On the basis of the information released so far by BP, it is impossible to tell whether or not the cap has in fact further damaged the well casing.

In spite of the uncertainty over what may be happening beneath the ocean’s surface, BP vice president Kent Wells claimed that no more oil is being added to the worst environmental catastrophe in US history. “I am very pleased that there’s no oil going into the Gulf of Mexico,” Wells said on Tuesday. “In fact, I’m really excited there’s no oil going into the Gulf of Mexico.”

There is no reason to accept his claims in the absence of independent analysis. The nearly two months since the April 20 explosion on the Deepwater Horizon oil rig, which killed 11 workers, has been a virtually unbroken chain of lies, cover-up, and censorship. In the interim, somewhere between 92 million and 327 million gallons of oil have been spilled into the Gulf of Mexico, according to a range of estimates compiled by PBS.

There are also a number of unanswered questions about the capping and testing operation itself that suggest that far more is taking place in the depths of the Gulf than is being revealed.

Why was the new capping and testing launched only in recent weeks? If it is as effective as BP claims it can be in stopping the gusher, why was it not begun sooner? And why has there been a temporary halt to the drilling of relief wells—one of them now only four feet from the Macondo—which until the capping and testing operation were presented as the only means of stopping the blowout?

These questions cannot be definitively answered because BP, with the backing of the Obama administration, exercises a dictatorship over the spill response, denying independent scientific and media analysis and placing a gag order over its own scientists and engineers. Whatever the precise answers, it is certain that the public is denied critical information.

It is worth recalling the series of propaganda events orchestrated by the Obama administration in mid-June to create what top White House advisor David Axlerod called an “inflection point” in the narrative of the disaster. In rapid-fire succession, Obama visited the Gulf Coast for two days, gave a nationally televised Oval Office speech on the blowout, met with BP CEO Tony Hayward and Chairman Carl-Henric Svanberg to establish a $20 billion “independent” claims facility, and then put Hayward before a hearing of the House Energy Committee to answer “tough questions.”

The central purpose of that week’s events—beyond protecting BP’s share values—was to prepare the public to accept that the gusher would continue for many weeks. After repeated failures, there would be no new effort to stop the runaway well. The only solution, it was repeatedly declared, would be the arrival of two relief wells scheduled for mid-August at the earliest.

Two weeks ago, BP announced that the relief wells had made more rapid progress than predicted, broaching the possibility that one of the two could make contact by the end of July. Then suddenly, the relief well drilling was stopped and the new testing and capping operation begun.
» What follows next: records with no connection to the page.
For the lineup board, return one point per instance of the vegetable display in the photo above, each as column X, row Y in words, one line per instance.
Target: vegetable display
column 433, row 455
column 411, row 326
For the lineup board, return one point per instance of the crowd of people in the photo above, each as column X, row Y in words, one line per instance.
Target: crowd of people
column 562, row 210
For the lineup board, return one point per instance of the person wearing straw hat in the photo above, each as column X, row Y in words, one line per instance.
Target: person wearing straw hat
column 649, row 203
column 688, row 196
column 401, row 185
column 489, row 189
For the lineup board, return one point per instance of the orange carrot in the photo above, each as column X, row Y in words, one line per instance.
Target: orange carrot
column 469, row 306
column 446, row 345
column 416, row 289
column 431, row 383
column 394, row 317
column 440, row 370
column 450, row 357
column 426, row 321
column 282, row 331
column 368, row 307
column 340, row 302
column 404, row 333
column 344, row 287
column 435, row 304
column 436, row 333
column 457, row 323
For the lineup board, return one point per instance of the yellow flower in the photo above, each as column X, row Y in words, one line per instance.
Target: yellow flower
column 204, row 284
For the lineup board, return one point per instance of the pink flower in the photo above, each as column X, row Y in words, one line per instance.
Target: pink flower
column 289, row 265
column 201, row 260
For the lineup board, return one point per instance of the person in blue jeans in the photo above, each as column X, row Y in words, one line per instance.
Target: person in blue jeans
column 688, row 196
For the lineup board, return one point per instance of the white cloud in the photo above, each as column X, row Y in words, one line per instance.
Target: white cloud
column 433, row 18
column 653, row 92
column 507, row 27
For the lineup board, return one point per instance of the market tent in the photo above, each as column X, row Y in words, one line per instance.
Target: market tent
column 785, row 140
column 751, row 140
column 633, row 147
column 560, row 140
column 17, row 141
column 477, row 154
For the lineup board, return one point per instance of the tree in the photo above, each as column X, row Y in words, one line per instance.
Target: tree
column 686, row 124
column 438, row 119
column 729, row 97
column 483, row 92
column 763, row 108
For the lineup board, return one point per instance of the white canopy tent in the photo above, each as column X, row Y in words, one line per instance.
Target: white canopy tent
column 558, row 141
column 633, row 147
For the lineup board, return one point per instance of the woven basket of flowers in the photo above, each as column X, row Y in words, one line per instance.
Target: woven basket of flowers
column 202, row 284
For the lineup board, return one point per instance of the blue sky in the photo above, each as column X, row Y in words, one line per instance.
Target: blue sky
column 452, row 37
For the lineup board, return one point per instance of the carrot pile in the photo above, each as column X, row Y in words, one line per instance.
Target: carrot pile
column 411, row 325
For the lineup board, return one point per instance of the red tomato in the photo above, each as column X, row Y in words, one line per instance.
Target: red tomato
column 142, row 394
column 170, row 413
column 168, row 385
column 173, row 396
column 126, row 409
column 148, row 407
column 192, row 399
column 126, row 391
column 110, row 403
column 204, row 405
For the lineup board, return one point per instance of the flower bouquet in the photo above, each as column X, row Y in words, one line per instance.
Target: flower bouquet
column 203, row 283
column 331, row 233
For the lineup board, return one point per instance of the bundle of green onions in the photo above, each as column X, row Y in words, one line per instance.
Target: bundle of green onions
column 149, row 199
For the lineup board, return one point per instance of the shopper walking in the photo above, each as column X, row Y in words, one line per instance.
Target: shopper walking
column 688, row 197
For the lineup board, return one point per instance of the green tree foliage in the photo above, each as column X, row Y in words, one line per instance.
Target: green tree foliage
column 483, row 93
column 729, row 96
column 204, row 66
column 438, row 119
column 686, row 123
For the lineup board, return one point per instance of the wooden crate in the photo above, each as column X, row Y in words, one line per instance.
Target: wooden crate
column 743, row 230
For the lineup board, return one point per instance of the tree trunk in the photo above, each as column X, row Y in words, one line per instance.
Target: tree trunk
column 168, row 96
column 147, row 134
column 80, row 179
It is impossible to say with certainty why these decisions were made. But the abruptness of the change may have to do with concerns over the structural integrity of the well. If the well casing is already damaged, then the relief wells may not work or could experience a blowout from escaping gas from the main well. This raises the possibility that the method of last resort—the relief wells—may themselves fail to stop the eruption of oil into the Gulf of Mexico.